Dans quel monde vivons- nous ?

L es Etats-Unis décollent. Vendredi 2 avril, 15 h 30, l’information fait l’effet d’une bombe : l’économie américaine a créé 308 000 emplois en mars, presque trois fois plus que prévu. Sur cette estimation, les cambistes s’agitent, euphoriques, à la Bourse de New York, entraînant les actions et les taux dans un mouvement haussier impressionnant. Jusque-là, tous les indicateurs économiques (confiance, croissance du PIB, courbe des taux…) étaient dans le vert… sauf un seul, primordial : celui de l’emploi. Or, sans réelle reprise de l’embauche, on pouvait redouter que la croissance américaine des deux derniers trimestres de 2003 (8,2 % et 4,1 %) ne fût, en somme, que poudre aux yeux.

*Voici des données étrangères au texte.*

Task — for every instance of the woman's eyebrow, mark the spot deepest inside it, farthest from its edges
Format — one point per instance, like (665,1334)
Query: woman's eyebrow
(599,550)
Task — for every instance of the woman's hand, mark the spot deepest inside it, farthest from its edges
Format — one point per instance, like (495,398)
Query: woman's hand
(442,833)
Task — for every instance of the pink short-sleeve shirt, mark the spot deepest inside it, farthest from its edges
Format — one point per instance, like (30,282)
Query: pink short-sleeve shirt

Le boom de l’emploi est donc une excellente nouvelle. De quoi soulager le président américain, qui a dépensé sans compter pour soutenir la confiance des consommateurs. De cadeaux fiscaux en dépenses gouvernementales, il a creusé le déficit budgétaire à un niveau record. Intenable à court et à moyen terme. De plus, la banque centrale américaine, la Federal Reserve, ne pourra plus maintenir très longtemps ses taux courts à 1 % û le niveau le plus bas de ces quarante-cinq dernières années ! La politique monétaire a été plus qu’accommodante jusqu’ici pour doper l’économie, mais il faudra bien un jour ou l’autre relever le taux directeur qui était encore à plus de 6 % il y a trois ans et demi.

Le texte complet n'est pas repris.